The proposed bill provides commitment criteria that is less stringent and release criteria that is more stringent for defendants with mental retardation than for all other defendants similarly situated. All other defendants (without a diagnosis of mental retardation) must first be found incompetent to stand trial, without a substantial probability of attaining competency within a reasonable period of time. They also must be found to meet the higher standard of dangerousness under 31-9-1.2(D)("if released, defendant presents serious threat of inflicting great bodily harm on another or of committing criminal sexual penetration or criminal sexual contact of a minor") to be criminally committed.

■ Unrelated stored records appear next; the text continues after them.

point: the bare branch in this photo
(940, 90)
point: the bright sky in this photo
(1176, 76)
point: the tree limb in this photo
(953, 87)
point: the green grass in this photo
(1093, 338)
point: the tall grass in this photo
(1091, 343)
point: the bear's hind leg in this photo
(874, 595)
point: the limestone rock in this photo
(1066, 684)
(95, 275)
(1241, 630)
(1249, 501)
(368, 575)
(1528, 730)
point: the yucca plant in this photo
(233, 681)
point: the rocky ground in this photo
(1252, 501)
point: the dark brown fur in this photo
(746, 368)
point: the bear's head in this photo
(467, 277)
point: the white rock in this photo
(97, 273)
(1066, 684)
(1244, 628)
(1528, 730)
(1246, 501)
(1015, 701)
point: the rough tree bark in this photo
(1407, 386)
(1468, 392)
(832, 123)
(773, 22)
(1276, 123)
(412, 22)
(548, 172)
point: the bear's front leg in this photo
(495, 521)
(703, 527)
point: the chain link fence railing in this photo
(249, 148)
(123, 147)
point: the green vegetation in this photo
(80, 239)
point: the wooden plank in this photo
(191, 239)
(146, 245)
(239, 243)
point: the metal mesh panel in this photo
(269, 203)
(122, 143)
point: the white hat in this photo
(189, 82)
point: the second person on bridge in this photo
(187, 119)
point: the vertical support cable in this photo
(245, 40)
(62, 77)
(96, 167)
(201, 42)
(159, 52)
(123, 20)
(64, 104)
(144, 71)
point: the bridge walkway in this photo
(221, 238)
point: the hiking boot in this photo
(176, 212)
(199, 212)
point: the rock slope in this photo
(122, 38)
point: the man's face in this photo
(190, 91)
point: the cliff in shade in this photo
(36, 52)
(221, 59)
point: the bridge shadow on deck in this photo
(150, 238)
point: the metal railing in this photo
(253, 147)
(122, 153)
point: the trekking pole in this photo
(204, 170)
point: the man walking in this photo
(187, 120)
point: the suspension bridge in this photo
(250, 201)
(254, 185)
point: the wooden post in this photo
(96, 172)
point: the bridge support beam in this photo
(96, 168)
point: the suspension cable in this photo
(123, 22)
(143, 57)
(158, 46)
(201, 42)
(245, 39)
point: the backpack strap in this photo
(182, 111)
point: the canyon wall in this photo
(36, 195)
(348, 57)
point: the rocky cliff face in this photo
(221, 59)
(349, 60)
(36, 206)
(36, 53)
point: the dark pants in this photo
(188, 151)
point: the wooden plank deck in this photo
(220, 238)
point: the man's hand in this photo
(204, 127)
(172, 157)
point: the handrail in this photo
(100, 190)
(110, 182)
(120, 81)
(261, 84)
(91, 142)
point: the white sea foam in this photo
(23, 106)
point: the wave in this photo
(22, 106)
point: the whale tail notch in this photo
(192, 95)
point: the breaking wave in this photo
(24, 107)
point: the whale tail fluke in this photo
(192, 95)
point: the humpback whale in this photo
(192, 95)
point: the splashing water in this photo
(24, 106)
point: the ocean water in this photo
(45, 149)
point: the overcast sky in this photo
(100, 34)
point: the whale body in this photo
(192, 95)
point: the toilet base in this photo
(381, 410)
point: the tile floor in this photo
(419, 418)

HB903does not require a finding that there is not a substantial probability of attaining competency within a reasonable period of time. More problematic, it requires a lesser standard of dangerousness, defined only as "dangerous to himself or others." This standard is less stringent than required for civil commitment ("likelihood of serious harm to self or others"). Further the bill does not provide the requisite standard for this finding. Given the nature of this particular disability, it is unlikely that individuals who would fall under this section would ever attain competency. Therefore, the only way to be released would be to overcome the "dangerous" definition. Given how broad the definition is, it is unlikely that anyone would be able to prove otherwise. The bill also fails to provide any remedy for failure of the court to provide regular review hearings. Thus, this bill sets up procedures for permanent institutionalization for individuals with mental retardation.



HB903 is inconsistent with the least drastic means principle by mandating commitment in a secure, locked facility upon a finding by clear and convincing evidence that the defendant committed the crime.